I

Time had been a torment for Rebecca. After half an hour, she’d begun to fear that something dreadful had happened to Daniel. After an hour, she was sure of it. She paced back and forth on deck, checking on Pierre and doing purposeless things in the bridge and cabin, just so that she wouldn’t have to think. But she thought nonetheless, berating herself for putting Daniel at risk on such a futile errand. She’d never forgive herself if he came to harm while She heard his voice, gave a sob of relief and ran to greet him. She was going to throw her arms around him, but the way he pulled a face and spread his hands, she knew at once. For a moment, she felt unsteady on her feet, but then she forced herself to be strong. ‘Where?’ she asked.

‘I want you to listen carefully,’ said Daniel. ‘Your sister was trapped by a rock-fall. She’s been underwater several days now. It shows. I don’t think you should see her like this. I don’t think she’d want that.’

‘She’s my sister,’ said Rebecca. ‘I don’t care how she looks. Where is she?’

‘Nearby. Are you sure?’

‘Yes.’

She watched him climb back into the sea, take hold of a shapeless form. When he returned to the ladder, she couldn’t help herself, she gave a cry and looked away. He brought Emilia aboard by himself, then took her to the cabin. Her left arm spilled from his hold as he did so, a digital camera around her wrist dragging along the deck. He had to turn around to carry her down the companionway steps, but they were so steep that he missed his footing anyway and both he and Emilia tumbled to the floor. Rebecca gave a low sob. ‘I’m sorry,’ said Daniel, the strain in his voice betraying how hard he was finding this. Rebecca waited on deck until he climbed back up and out. ‘I’ll get us back to Eden, okay?’ he said, touching her elbow in sympathy.

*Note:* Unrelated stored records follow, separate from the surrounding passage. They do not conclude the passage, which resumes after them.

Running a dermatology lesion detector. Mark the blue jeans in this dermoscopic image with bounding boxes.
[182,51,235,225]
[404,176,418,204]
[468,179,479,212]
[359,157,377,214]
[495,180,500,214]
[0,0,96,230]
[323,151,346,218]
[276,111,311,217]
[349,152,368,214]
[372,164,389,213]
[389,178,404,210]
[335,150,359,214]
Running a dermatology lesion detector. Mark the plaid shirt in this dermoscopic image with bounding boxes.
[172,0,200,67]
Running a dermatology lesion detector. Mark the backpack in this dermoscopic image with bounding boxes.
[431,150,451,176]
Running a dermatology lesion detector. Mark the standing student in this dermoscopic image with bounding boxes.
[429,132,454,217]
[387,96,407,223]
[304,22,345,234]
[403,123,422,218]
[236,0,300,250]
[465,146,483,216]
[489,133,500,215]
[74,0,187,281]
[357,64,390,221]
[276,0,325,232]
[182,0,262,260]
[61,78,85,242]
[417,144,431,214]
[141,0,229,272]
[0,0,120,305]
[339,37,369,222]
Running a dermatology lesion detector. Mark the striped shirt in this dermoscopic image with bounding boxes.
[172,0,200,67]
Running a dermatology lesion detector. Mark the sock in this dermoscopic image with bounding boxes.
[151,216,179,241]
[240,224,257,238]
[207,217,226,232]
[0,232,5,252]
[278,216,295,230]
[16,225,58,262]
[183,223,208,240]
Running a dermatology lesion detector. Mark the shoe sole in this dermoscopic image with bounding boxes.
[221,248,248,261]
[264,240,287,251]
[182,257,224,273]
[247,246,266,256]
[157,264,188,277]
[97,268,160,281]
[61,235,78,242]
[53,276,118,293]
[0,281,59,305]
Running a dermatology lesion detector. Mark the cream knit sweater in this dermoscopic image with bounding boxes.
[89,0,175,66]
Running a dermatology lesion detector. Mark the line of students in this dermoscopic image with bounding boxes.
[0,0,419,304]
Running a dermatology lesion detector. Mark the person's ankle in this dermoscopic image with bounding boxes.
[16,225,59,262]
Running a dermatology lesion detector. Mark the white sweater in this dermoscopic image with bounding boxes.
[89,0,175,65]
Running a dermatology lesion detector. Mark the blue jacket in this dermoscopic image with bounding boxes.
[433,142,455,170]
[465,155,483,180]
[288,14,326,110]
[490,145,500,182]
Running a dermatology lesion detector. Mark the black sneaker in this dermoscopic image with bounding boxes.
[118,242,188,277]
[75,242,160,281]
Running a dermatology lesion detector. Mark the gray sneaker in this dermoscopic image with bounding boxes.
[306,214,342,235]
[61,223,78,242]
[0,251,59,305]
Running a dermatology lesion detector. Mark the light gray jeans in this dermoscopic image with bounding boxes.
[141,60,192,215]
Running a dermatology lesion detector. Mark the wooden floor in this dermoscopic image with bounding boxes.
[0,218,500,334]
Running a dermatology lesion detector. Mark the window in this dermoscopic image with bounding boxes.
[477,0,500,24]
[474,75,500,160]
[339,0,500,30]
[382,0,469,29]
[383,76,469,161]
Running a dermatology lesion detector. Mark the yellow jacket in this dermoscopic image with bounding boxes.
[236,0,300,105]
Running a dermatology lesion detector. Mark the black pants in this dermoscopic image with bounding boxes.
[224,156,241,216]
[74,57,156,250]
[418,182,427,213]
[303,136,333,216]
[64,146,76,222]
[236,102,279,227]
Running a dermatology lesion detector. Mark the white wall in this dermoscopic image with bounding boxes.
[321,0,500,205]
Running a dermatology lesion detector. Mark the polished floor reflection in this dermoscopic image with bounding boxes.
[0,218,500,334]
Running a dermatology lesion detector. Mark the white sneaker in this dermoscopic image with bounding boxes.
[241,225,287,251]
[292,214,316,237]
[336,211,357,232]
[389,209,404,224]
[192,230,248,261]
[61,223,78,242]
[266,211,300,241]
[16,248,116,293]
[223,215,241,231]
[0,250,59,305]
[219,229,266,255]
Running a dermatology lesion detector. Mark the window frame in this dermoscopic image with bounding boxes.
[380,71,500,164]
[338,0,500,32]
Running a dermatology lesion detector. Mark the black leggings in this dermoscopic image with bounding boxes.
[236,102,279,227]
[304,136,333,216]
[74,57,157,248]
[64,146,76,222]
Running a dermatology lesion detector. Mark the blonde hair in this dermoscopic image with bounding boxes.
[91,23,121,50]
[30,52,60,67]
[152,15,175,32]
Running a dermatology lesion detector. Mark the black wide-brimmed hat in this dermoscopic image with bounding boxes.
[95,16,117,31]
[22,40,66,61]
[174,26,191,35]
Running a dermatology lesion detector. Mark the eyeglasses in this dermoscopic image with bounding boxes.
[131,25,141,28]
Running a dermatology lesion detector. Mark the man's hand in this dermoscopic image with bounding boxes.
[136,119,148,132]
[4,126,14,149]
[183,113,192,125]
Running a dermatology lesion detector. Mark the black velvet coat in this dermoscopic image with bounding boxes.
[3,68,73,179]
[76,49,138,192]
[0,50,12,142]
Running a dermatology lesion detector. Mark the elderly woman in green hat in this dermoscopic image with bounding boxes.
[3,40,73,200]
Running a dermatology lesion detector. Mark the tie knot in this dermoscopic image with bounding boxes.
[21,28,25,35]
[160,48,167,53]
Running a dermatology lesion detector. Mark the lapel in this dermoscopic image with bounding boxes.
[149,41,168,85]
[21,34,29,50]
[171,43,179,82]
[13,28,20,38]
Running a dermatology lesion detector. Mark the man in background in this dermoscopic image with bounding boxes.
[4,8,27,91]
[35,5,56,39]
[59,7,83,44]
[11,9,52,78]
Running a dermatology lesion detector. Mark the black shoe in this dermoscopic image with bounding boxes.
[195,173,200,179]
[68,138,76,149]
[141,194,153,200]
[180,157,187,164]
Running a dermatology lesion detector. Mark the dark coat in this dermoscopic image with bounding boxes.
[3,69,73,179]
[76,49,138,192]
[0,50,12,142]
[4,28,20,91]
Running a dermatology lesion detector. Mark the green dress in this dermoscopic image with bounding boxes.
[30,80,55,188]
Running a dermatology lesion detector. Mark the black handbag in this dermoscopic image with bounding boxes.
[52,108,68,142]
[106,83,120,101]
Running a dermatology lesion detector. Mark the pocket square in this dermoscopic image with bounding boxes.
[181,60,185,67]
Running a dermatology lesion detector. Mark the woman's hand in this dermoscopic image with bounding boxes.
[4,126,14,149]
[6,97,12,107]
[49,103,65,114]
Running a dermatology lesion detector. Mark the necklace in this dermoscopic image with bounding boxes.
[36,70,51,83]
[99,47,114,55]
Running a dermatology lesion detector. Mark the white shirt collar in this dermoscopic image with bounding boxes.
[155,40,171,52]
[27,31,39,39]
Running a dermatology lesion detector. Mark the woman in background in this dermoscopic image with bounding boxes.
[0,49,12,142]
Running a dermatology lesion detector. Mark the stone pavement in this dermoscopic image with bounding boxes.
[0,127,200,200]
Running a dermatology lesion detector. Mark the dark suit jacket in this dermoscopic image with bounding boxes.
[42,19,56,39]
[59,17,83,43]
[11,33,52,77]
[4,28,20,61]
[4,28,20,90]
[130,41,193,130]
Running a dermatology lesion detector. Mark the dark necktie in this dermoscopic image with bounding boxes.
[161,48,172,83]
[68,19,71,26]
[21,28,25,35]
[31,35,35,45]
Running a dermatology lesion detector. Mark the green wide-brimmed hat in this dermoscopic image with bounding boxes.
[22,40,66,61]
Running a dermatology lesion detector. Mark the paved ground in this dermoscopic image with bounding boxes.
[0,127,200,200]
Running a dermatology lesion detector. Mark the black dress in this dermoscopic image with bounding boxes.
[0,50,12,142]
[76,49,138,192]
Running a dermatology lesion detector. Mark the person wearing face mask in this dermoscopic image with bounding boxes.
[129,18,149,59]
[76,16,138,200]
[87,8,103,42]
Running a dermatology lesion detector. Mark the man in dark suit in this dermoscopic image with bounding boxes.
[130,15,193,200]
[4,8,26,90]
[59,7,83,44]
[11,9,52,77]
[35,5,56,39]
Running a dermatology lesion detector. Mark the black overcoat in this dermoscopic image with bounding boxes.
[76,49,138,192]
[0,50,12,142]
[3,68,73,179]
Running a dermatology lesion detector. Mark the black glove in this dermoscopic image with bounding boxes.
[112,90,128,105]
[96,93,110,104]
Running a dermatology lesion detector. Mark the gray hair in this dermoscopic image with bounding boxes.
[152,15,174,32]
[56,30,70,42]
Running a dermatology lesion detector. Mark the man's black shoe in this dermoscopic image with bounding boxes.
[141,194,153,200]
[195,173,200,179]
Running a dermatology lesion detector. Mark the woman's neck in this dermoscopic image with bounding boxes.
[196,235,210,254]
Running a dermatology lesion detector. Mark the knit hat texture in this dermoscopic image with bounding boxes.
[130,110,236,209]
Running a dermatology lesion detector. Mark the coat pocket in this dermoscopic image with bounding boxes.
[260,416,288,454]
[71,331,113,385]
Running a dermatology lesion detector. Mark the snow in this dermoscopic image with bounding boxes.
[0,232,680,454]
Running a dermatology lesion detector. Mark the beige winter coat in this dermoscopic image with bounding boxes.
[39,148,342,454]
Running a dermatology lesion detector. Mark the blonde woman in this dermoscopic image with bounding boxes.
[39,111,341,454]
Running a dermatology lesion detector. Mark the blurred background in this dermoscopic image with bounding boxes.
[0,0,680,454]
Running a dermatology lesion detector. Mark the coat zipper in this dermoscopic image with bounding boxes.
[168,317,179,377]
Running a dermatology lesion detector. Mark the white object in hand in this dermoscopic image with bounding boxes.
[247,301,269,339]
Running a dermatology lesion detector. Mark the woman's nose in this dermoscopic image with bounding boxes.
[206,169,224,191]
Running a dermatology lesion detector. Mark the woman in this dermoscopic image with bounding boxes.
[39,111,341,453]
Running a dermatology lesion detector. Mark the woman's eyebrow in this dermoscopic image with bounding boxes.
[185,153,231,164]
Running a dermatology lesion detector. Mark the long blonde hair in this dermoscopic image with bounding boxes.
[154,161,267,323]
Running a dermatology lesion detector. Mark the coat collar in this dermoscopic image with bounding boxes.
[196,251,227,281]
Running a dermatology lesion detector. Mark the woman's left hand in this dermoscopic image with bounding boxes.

‘Yes. And thank you. I know how hard that must have been.’

‘It’s okay. I’m just so sorry.’

She went below. Daniel had laid Emilia out on one of the beds and covered her with a thin white sheet that was already translucent with moisture, the button of her denim shorts showing through, along with fragments of some bold slogan on her T-shirt. For the second time that day, Rebecca pulled down a makeshift shroud to reveal a member of her family. She glanced at her sister’s ravaged pale face, then looked away again, only able to bear the horror of it in blinks.

– I’m so sorry, Emilia.

– There was nothing you could have done.

– I should have been here.

– There was nothing anyone could have done.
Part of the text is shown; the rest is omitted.